There used to be a project, https://bazil.org/, that promised to do it. The website is still up, but it has not been updated in years.
The existing tool closest to what I envision is git-annex. It tracks what files live where, and you can sync single files or as much content as will fit on the local harddrive with a few commands. There is also git-annex-assistant for a more dropbox-like experience, although I haven't used it myself.
After some research it looks like seafile [1] and nextcloud virtual file mode [2] are viable candidates.
[1] https://www.seafile.com/en/home/ [2] https://nextcloud.com/blog/nextcloud-desktop-client-3-2-with...
I think you're looking for this: https://syncthing.net/
I used to use dropbox...I then spent years using raspberry pi's as storage devices, rclone, gdrive, s3 storage, syncthing and other solutions...I am now using dropbox again :-) (with rclone thrown in where needed)

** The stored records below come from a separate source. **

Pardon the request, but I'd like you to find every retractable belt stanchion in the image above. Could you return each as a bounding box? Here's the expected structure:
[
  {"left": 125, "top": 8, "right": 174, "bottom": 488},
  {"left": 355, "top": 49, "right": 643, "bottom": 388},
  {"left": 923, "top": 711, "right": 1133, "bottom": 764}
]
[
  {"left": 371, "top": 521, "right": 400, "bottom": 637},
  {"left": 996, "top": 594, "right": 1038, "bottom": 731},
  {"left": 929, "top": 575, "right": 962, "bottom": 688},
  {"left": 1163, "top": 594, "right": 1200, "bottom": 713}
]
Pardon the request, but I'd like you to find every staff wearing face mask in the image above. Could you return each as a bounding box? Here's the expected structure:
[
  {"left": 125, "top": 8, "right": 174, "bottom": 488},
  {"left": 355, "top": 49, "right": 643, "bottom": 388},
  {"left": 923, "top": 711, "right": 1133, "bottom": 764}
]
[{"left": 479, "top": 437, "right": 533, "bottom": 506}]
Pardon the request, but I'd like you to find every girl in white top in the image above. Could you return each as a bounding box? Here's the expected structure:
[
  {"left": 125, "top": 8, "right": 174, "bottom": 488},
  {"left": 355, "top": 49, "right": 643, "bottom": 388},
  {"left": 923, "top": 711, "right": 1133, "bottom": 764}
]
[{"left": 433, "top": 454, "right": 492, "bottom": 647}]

You're describing a "distributed filesystem with client-side whole-file caching". The Andrew File System (AFSv2) did this back in the 1990s.
https://pages.cs.wisc.edu/~remzi/OSTEP/dist-afs.pdf
FWIW, complexity is introduced when the server is unavailable and the client-side caches need to be synced with the remote.
Sshfs, NFS, and SMB are substantially easier to set up and live with, so you're not fighting conflict resolutions inherent in multi-primary repositories.